I am a Senior Research Scientist working on multimodal perception and intelligent systems. My work translates machine learning and generative AI research into robust, real-world products in complex, data-rich environments. I have authored 30+ peer-reviewed papers and filed 30+ patents.
Current Focus
My current work focuses on building models and systems that learn from complex data, adapt to changing environments, and deliver measurable value in real-world use cases.
My work spans representation learning, multimodal perception, time-series modeling, and human-centered AI, with an emphasis on end-to-end solutions that function reliably in real-world deployments.
Brief Bio
I received my Ph.D. from the Department of Computer Science at the University of Virginia in December 2014, advised by Prof. John A. Stankovic. My doctoral work focused on real-time intelligent systems, laying the foundation for my current research in AI-powered multimodal perception.

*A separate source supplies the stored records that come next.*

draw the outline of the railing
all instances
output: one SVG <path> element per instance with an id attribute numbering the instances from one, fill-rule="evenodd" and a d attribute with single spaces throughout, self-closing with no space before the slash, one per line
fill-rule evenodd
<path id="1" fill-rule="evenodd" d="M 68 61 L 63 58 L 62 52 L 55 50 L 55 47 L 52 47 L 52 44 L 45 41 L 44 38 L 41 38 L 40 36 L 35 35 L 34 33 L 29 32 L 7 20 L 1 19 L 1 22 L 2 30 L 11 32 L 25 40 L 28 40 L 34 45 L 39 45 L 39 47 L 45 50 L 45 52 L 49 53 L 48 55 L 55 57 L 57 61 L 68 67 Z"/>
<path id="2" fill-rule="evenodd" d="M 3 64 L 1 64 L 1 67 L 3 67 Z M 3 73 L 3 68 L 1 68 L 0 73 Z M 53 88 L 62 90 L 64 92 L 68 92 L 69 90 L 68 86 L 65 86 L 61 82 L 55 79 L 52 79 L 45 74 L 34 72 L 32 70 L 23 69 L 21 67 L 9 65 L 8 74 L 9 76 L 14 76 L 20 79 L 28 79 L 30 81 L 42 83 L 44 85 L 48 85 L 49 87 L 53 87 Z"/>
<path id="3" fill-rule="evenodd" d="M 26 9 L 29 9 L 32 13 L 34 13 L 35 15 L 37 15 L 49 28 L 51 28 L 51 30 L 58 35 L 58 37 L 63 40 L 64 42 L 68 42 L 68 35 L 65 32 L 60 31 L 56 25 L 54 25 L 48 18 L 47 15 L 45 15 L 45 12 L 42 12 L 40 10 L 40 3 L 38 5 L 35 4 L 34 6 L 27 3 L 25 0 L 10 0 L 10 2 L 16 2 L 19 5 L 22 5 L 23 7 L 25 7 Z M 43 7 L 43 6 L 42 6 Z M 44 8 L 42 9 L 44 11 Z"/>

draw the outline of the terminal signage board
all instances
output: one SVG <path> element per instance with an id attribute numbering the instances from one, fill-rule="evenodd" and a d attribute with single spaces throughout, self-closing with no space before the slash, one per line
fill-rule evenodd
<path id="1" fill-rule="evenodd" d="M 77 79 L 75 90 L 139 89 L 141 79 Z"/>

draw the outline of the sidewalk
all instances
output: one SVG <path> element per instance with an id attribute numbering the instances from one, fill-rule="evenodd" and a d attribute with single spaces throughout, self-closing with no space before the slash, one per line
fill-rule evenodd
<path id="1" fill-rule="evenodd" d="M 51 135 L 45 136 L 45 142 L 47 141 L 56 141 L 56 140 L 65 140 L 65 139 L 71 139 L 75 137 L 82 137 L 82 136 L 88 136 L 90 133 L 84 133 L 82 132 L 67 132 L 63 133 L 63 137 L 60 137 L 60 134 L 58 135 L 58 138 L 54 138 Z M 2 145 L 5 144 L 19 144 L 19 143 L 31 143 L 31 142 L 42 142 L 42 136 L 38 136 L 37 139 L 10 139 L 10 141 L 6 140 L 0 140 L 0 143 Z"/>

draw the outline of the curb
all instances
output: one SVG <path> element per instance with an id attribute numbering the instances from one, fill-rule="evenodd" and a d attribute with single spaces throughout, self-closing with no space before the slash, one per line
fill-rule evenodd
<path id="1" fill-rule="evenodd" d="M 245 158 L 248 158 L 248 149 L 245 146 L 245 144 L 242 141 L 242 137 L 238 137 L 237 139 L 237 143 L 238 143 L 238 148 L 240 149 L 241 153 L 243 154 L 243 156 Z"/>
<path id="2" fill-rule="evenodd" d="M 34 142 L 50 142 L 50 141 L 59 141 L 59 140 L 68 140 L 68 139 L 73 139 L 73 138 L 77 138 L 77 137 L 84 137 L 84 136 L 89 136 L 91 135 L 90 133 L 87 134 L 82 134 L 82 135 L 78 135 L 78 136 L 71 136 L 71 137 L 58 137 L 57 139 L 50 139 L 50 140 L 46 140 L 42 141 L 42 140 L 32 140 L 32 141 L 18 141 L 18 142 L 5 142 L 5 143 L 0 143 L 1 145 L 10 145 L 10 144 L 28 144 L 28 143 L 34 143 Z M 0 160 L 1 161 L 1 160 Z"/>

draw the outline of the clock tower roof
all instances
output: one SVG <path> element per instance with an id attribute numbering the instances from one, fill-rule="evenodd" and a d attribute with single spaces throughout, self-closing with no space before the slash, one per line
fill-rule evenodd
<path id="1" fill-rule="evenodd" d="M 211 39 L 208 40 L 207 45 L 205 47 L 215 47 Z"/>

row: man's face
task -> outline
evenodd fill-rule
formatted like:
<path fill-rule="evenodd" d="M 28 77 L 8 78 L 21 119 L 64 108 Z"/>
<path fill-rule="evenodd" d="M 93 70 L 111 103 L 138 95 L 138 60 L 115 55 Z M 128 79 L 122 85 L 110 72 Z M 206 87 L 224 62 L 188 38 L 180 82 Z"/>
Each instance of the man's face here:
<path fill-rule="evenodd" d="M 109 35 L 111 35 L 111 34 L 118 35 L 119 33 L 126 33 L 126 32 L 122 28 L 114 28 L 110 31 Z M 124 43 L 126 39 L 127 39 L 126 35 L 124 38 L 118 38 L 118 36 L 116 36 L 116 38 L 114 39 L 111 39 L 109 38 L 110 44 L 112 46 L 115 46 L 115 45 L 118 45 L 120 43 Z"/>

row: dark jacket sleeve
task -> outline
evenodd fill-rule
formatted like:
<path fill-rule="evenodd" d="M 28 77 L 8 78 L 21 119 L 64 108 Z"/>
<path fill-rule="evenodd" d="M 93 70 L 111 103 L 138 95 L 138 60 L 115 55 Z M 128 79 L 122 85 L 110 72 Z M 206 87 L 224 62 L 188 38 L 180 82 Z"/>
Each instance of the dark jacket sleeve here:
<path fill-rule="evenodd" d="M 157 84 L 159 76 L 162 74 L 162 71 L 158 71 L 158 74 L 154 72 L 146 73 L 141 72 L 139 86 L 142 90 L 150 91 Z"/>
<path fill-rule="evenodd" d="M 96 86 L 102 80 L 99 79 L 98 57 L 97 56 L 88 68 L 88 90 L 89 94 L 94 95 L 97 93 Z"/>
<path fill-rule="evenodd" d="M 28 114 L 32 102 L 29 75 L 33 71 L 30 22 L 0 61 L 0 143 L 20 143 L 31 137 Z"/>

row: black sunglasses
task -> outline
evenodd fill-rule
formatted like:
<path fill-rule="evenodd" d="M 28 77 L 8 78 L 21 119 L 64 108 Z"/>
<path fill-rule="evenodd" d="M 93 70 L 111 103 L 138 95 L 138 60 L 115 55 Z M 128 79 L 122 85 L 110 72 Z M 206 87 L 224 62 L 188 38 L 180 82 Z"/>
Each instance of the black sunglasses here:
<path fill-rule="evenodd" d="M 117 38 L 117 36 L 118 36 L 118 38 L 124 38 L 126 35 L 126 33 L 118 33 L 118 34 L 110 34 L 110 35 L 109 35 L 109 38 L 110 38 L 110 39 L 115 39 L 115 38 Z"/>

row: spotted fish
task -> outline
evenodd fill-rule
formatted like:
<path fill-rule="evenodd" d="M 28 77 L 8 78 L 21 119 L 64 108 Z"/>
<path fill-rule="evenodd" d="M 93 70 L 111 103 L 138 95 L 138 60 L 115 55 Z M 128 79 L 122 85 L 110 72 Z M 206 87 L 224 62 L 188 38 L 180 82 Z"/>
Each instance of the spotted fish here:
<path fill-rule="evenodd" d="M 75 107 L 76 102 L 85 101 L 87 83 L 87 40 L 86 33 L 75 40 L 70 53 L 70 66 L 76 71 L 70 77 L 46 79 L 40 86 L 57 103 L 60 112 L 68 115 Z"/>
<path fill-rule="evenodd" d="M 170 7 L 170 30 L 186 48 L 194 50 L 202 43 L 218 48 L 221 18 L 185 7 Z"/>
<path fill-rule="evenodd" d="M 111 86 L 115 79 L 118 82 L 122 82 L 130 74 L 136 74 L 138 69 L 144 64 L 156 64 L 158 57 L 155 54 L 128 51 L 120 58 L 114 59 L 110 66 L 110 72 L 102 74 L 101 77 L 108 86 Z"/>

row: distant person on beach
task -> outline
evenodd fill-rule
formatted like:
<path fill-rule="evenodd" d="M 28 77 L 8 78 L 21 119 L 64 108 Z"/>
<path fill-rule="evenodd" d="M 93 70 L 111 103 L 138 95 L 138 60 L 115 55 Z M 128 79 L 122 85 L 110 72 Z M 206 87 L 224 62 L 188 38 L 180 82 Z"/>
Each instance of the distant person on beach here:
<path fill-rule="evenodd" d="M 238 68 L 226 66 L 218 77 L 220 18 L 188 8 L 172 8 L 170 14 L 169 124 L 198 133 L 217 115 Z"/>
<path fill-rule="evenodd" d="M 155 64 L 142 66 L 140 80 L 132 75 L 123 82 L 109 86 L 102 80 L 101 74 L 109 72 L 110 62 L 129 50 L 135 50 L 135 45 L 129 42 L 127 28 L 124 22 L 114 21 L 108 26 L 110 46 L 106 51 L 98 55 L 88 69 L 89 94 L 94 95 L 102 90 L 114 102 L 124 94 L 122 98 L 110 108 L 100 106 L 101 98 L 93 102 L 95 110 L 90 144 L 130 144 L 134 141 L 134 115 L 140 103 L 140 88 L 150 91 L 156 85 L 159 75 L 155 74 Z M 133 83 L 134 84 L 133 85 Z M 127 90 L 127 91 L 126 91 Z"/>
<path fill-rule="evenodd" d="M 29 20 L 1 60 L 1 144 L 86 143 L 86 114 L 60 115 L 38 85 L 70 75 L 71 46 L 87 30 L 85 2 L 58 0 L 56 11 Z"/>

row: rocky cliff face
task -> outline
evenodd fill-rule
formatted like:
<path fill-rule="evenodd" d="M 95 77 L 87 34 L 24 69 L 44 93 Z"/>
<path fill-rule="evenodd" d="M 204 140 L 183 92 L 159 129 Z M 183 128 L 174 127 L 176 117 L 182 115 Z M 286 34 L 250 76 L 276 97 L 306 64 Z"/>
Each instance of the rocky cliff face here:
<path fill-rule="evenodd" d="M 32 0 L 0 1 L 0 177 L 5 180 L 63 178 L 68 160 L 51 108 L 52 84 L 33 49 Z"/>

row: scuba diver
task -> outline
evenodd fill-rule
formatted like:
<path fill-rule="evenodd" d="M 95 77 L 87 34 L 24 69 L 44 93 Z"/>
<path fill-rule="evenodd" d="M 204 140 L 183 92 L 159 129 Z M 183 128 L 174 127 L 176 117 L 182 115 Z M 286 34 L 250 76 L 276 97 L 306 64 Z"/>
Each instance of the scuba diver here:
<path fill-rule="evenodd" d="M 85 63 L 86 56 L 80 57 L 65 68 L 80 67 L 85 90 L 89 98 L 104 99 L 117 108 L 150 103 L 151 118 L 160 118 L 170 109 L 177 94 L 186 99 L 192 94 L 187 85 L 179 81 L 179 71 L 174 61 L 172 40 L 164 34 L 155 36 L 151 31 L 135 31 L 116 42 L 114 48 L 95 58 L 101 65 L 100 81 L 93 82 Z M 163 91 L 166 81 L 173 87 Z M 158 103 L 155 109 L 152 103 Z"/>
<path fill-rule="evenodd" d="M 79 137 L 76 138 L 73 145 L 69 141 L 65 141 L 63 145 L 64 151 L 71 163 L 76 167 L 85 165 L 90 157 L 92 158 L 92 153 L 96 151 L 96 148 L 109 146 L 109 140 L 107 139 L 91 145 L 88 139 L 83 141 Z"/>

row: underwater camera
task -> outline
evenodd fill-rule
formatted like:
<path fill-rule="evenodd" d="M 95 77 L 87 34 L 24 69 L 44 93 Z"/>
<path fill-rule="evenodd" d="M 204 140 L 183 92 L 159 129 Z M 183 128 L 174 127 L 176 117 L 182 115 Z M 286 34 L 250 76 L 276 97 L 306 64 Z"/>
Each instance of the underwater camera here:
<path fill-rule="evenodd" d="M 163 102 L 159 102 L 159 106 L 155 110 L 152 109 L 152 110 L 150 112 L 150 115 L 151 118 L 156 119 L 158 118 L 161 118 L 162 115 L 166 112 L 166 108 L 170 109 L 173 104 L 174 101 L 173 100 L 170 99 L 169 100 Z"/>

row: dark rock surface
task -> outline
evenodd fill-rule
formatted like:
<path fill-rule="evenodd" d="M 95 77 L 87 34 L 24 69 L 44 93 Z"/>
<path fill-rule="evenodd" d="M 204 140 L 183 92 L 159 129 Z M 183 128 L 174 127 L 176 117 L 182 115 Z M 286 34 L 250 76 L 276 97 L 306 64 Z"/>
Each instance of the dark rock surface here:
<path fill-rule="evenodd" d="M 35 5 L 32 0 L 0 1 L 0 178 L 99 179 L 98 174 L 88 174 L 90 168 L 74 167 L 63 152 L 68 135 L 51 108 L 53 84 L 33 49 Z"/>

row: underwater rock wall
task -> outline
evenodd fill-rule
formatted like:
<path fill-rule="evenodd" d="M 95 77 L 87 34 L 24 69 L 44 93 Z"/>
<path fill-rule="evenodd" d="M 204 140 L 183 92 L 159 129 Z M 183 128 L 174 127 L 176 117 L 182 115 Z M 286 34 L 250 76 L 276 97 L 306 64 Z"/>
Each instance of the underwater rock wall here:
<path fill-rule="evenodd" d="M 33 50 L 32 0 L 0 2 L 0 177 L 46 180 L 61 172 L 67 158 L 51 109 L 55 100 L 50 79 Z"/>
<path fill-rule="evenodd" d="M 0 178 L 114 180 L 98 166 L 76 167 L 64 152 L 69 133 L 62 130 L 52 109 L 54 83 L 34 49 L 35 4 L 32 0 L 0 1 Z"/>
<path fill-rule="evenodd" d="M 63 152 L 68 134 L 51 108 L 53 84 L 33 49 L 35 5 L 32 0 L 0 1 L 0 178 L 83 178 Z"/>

During my graduate studies, I worked at Google as a Software Engineering Intern on the AdSense backend infrastructure team. Since then, I have led AI/ML research initiatives in both academic and industrial settings, with a focus on building scalable intelligent systems that translate research into real-world impact.
Awards and Grants
- Best Paper Award, EWSN, 2021
- Best Paper Award Nomination, BuildSys, 2019
- Bosch Research Performance Recognition Award, 2018
- $1.3M DOE Grant, Human-in-the-loop Sensing and Control for Commercial Buildings, 2016
- Best Paper Award Finalist, ICCPS, 2014, 2015
- Microsoft Research Software Engineering Innovation Foundation (SEIF) Award, 2014.
News
- 09/06/24: NeurIPS Workshop on Behavioral ML ’24 paper accepted
- 03/08/24: DCOSS-IoT ’24 paper accepted
- 06/26/23: MASS ’23 paper accepted
- 06/30/22: IROS ’22 paper accepted
- 02/19/21: EWSN ’21 Best Paper Award
Service
Reviewer and TPC member for leading AI, ML, and systems venues including ICLR, SenSys, MobiCom, IMWUT, BuildSys, and DCOSS.